Ülke içinde Sir Keir bir mengene arasında sıkıştı. Britanyalılar Amerika’yı çok sevse de Trump’tan nefret ediyor, özellikle de İşçi Partisi tabanı: Britanyalıların sadece %16’sı Trump’a olumlu bakıyor ve çoğunluk ziyareti iptal etmeyi tercih ediyordu. Liberal Demokrat lideri Sir Ed Davey, çarşamba günkü yemeği boykot etti. Washington’daki bazı gözlemciler, Sir Keir’in “Aşk Her Yerde” filmindeki hayali Britanya liderini andıran bir duruş sergilemeye mecbur kalacağından endişeliydi.
Ancak Trumpçı fikirler Britanya’da ivme kazanıyor. The Economist’in anket verileri analizine göre, göç, dış yardım ve iklim değişikliği gibi konuları kapsayan sorular üzerinden yapılan ölçümde, “MAGA görüşleri” taşıyan Britanyalıların oranı 2014’te %40’tan 2020’de dörtte bire indi. O zamandan bu yana Trumpçı görüşler toparlandı ve 2025’te %36’ya yükseldi.

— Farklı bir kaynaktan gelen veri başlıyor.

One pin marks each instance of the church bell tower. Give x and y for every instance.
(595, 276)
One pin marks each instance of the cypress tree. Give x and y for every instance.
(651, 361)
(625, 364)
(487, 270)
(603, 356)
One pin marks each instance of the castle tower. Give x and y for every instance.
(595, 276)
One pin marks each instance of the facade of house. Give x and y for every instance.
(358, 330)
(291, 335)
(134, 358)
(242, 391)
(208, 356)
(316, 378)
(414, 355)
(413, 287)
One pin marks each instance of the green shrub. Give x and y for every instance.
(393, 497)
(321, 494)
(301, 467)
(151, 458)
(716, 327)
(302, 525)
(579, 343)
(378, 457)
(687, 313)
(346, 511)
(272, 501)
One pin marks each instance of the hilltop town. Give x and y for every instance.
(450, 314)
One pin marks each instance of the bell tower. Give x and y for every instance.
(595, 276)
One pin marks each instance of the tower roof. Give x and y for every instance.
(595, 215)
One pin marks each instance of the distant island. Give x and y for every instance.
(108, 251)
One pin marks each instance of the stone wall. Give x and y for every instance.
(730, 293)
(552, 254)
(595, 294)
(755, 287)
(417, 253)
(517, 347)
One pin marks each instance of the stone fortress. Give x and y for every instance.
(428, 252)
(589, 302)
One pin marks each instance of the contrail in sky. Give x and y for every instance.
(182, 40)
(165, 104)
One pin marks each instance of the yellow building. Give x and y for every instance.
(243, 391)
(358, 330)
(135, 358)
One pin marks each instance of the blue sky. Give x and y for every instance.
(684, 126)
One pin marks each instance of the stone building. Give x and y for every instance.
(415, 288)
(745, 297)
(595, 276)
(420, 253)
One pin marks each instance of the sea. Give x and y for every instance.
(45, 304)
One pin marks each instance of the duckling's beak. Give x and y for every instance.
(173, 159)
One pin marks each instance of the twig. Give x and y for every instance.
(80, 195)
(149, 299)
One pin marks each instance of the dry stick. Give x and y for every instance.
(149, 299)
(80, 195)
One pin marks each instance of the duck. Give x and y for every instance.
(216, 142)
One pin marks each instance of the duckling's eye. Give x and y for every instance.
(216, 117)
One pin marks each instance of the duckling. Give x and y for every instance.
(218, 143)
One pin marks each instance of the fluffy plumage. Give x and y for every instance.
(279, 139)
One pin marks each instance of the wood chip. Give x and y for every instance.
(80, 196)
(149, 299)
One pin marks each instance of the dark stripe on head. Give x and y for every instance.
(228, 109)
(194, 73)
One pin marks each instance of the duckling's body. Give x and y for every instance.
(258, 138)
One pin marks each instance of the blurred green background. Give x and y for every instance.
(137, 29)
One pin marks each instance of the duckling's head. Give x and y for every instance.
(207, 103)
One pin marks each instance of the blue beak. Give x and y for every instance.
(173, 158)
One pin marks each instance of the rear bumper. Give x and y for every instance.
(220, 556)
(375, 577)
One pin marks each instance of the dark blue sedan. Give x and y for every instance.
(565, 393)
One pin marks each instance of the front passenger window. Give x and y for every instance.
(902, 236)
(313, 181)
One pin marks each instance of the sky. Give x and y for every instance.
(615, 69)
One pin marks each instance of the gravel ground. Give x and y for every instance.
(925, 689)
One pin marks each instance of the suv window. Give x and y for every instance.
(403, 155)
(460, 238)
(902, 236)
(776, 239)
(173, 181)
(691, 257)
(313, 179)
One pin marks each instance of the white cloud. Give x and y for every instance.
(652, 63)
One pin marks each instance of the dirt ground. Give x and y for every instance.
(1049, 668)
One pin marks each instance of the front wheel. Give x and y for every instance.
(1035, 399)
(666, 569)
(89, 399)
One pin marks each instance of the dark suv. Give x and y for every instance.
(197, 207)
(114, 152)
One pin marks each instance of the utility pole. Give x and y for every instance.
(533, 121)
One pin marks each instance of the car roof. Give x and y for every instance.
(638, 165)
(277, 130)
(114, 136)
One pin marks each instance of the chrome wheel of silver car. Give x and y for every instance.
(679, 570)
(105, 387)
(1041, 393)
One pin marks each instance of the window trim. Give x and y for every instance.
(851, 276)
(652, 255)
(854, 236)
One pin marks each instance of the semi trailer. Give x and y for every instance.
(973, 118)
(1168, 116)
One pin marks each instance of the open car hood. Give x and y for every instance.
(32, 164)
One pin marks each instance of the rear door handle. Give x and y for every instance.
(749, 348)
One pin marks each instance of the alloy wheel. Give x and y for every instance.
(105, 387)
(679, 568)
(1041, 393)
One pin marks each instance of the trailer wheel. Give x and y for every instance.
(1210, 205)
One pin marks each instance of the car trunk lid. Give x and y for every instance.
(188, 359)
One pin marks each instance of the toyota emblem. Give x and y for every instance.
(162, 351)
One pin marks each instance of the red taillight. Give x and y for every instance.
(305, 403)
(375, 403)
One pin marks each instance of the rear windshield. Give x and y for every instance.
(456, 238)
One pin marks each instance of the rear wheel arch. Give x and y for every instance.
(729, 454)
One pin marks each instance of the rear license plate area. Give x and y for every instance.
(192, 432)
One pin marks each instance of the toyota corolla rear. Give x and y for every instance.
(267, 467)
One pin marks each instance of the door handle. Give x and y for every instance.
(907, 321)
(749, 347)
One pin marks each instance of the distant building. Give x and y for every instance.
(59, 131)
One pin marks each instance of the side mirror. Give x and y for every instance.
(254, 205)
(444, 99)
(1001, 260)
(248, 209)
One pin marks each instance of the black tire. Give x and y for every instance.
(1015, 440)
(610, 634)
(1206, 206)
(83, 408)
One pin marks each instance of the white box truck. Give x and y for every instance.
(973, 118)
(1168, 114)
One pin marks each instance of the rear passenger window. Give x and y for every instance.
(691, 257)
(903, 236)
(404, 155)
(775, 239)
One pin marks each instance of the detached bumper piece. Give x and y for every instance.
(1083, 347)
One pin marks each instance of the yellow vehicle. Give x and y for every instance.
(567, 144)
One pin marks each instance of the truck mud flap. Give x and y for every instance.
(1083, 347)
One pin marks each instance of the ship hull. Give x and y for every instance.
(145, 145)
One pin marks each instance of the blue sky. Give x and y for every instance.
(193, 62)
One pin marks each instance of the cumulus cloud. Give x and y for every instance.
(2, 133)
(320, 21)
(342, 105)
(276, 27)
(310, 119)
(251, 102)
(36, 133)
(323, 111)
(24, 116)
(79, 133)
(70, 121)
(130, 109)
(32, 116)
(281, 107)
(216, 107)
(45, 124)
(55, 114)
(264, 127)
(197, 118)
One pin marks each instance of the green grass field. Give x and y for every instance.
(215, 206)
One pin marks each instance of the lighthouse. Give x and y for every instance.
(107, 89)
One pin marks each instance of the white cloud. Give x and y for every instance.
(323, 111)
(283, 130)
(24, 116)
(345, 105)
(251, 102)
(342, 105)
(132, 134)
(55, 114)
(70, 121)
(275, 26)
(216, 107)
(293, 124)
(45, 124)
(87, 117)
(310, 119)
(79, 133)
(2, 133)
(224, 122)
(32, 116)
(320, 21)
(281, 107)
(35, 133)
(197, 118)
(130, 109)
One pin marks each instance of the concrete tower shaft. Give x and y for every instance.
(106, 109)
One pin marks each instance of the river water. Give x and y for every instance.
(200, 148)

13 Eylül’de Londra’da aşırı sağın düzenlediği mitinge 150.000 kişi katıldı. Whitehall’da, Trump’ın eski müttefiki milyarder Elon Musk video bağlantısıyla kalabalığa hitap etti. Bazı protestocular MAGA şapkaları takmış veya kısa süre önce öldürülen Trump destekçisi Charlie Kirk’ün resimlerini taşıyordu. Reform UK lideri Nigel Farage, Trump ile dostluğunu yıllardır siyasi sermaye olarak kullandı, kendisini başkanın Britanya’daki aracı olarak sundu.

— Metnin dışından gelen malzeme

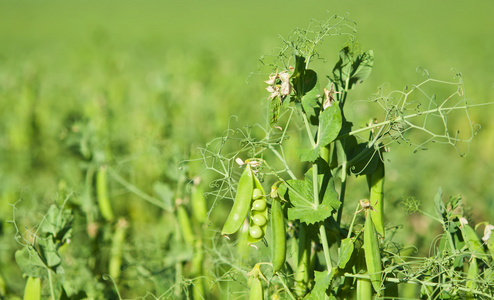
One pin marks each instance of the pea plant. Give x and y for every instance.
(309, 239)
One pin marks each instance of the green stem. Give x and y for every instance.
(309, 132)
(350, 229)
(51, 283)
(287, 289)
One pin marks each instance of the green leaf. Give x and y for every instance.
(32, 291)
(353, 69)
(361, 68)
(346, 251)
(30, 263)
(323, 281)
(330, 122)
(310, 96)
(58, 223)
(49, 253)
(439, 205)
(274, 111)
(300, 194)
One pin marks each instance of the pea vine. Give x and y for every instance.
(314, 252)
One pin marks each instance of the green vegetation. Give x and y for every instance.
(121, 124)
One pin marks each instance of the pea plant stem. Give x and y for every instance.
(322, 230)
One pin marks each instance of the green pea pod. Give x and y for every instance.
(242, 203)
(372, 254)
(32, 291)
(376, 197)
(185, 226)
(118, 240)
(364, 289)
(199, 205)
(259, 212)
(278, 233)
(102, 194)
(256, 290)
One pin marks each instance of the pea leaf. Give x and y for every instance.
(300, 194)
(30, 263)
(346, 251)
(353, 68)
(323, 281)
(310, 96)
(330, 122)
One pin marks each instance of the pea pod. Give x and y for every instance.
(256, 290)
(102, 194)
(259, 212)
(116, 251)
(185, 226)
(376, 197)
(32, 291)
(278, 232)
(199, 205)
(364, 289)
(473, 273)
(372, 254)
(242, 203)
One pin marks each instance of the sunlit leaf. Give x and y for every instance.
(330, 122)
(300, 194)
(323, 281)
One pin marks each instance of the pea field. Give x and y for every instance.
(246, 150)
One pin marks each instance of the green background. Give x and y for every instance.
(144, 83)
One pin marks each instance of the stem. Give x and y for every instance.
(51, 284)
(309, 132)
(287, 289)
(350, 229)
(402, 118)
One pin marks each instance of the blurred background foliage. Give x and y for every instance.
(140, 85)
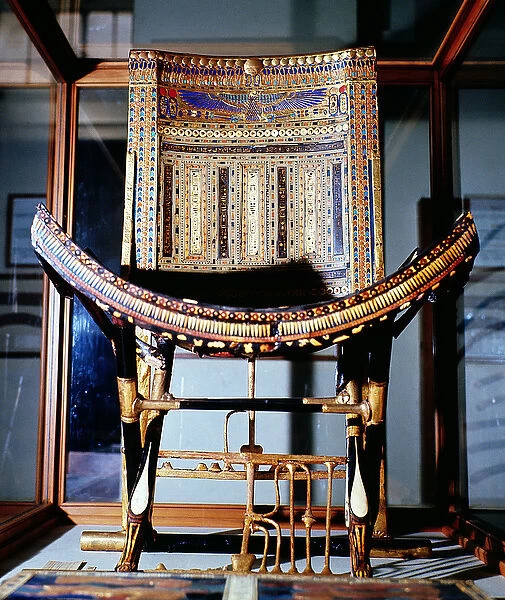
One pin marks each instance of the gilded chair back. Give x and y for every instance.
(263, 170)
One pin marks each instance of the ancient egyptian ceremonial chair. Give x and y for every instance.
(252, 228)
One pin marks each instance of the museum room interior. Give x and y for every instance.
(90, 141)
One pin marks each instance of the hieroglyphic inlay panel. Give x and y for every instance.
(272, 163)
(311, 194)
(282, 213)
(223, 251)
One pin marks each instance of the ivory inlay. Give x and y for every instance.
(195, 212)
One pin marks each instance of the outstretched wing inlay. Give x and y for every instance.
(253, 105)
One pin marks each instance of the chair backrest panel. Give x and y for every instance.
(240, 164)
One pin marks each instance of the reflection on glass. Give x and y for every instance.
(490, 43)
(94, 461)
(404, 113)
(481, 151)
(24, 139)
(399, 28)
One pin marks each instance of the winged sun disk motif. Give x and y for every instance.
(254, 105)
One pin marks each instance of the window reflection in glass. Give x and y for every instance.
(94, 460)
(481, 151)
(25, 98)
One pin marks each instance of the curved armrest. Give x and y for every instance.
(211, 329)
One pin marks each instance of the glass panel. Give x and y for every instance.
(404, 112)
(490, 43)
(25, 103)
(399, 28)
(481, 151)
(94, 460)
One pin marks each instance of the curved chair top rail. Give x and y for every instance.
(211, 329)
(208, 70)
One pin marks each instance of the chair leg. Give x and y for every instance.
(139, 529)
(358, 510)
(139, 526)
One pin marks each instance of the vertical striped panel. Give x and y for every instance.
(166, 234)
(282, 213)
(338, 241)
(223, 192)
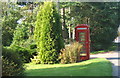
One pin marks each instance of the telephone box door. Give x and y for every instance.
(82, 36)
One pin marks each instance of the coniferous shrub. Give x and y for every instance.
(48, 33)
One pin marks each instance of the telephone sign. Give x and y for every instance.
(82, 35)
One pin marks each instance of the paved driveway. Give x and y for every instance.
(113, 57)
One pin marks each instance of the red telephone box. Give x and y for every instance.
(82, 35)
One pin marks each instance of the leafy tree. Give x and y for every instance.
(48, 33)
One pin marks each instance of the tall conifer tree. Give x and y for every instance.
(48, 33)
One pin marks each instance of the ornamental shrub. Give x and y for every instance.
(47, 33)
(71, 54)
(12, 64)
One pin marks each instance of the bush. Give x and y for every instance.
(25, 53)
(12, 64)
(50, 41)
(70, 54)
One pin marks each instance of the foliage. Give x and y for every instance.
(9, 23)
(12, 64)
(48, 33)
(102, 18)
(93, 67)
(20, 35)
(71, 54)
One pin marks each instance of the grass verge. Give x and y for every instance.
(93, 67)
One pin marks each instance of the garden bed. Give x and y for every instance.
(93, 67)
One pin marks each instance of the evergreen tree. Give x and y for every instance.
(48, 33)
(20, 35)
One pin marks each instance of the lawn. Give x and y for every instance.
(93, 67)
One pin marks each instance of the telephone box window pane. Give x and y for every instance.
(82, 36)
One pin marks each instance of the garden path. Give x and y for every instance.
(113, 57)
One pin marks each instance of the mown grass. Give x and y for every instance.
(93, 67)
(112, 48)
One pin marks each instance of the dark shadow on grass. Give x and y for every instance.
(78, 70)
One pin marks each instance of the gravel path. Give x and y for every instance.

Britanya basını, Trump’ın solcu bir hükümet seçtiği için ülkeyi cezalandırabileceğini yazmıştı. En azından bu gerçekleşmedi. Nisan ayında açıklanan “Özgürlük Günü” tarifelerinden Britanya da nasibini aldı. Ancak %10’luk taban oranıyla çoğundan daha iyi durumda kaldı ve etkileri kısmen hafifletmek için anlaşma yapan ilk ülke oldu. Yine de, ziyaret arifesinde Trump yönetiminin tutarsız doğası bir kez daha ortaya çıktı: Starmer hükümeti, Britanya çeliğine uygulanan tarifelerin kaldırılması sözünün askıya alındığını kabul etti.

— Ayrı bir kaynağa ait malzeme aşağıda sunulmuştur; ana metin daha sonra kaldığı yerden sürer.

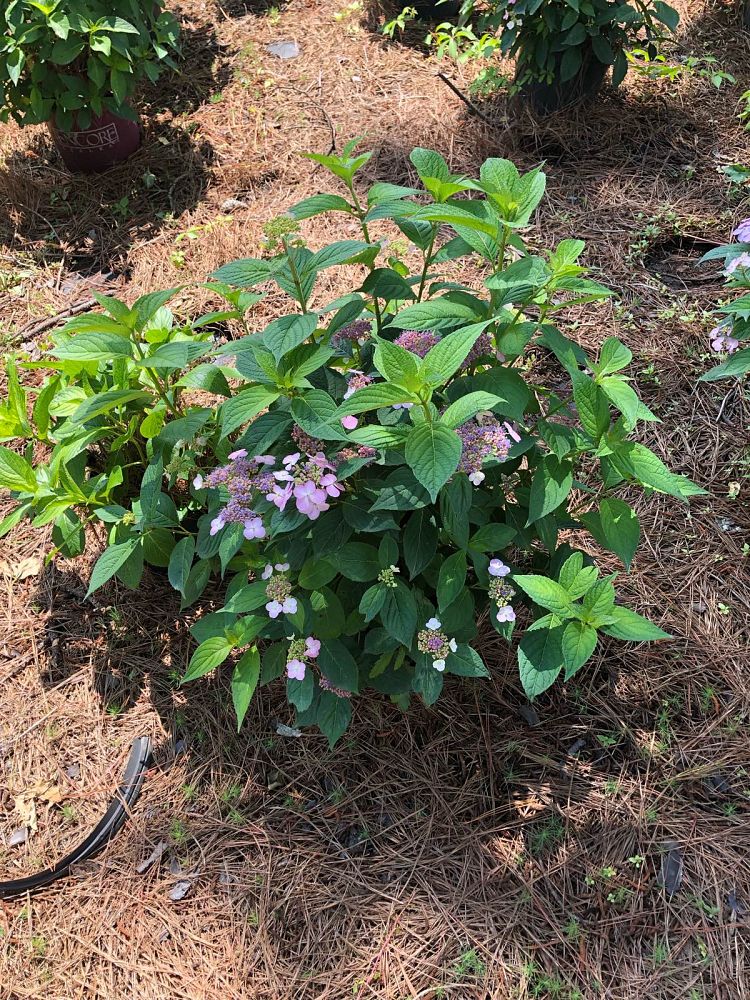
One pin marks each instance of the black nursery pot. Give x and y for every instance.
(547, 98)
(433, 11)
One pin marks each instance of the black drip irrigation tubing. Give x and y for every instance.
(111, 822)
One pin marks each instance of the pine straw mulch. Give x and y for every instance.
(479, 849)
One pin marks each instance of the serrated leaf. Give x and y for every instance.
(433, 453)
(578, 643)
(451, 579)
(244, 682)
(552, 482)
(632, 627)
(545, 592)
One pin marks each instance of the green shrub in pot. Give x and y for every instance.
(71, 62)
(375, 478)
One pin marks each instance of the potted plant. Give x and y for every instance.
(563, 49)
(75, 65)
(380, 476)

Trump’ın iktidara dönüşü, Britanya’nın Avrupa ile Amerika arasında seçim yapmak zorunda kalacağı endişelerini de doğurdu. Ancak Sir Keir her iki tarafla da ilerlemeyi başardı. Gıda ve çevre düzenlemelerinde AB ile uyum sağlayarak ticaret bağlarını derinleştirdi, bunu yaparken Amerikan itirazlarını uyandırmadı.
Öncelik güvenlik
Britanya’nın en önemli hedefi, Avrupa’da NATO için Amerikan desteğini korumak ve Trump’ın Ukrayna’yı terk etmesini engellemek oldu. Yemekte kral, nadir bir kamuoyu mesajıyla, Britanya ve Amerika’nın Ukrayna’nın mücadelesinde birleştiğini söyledi. Sir Keir’in Fransa ile birlikte, olası bir barış anlaşması durumunda Ukrayna’da barışı koruma görevini üstlenme vaadi, Amerikan güvenlik garantilerinin en azından teoride canlı kalması için yeterli oldu. Benzer şekilde, Avrupa’da savunma harcamalarını artırma taahhüdü, Trump’ın NATO’yu terk etmesini caydırmaya yetti. Chatham House’tan Sir Robin Niblett, “Diz çökmektense zaman kazanıyor ve Amerika’nın bütün müttefikleri de bunu yapmaya çalışıyor,” dedi.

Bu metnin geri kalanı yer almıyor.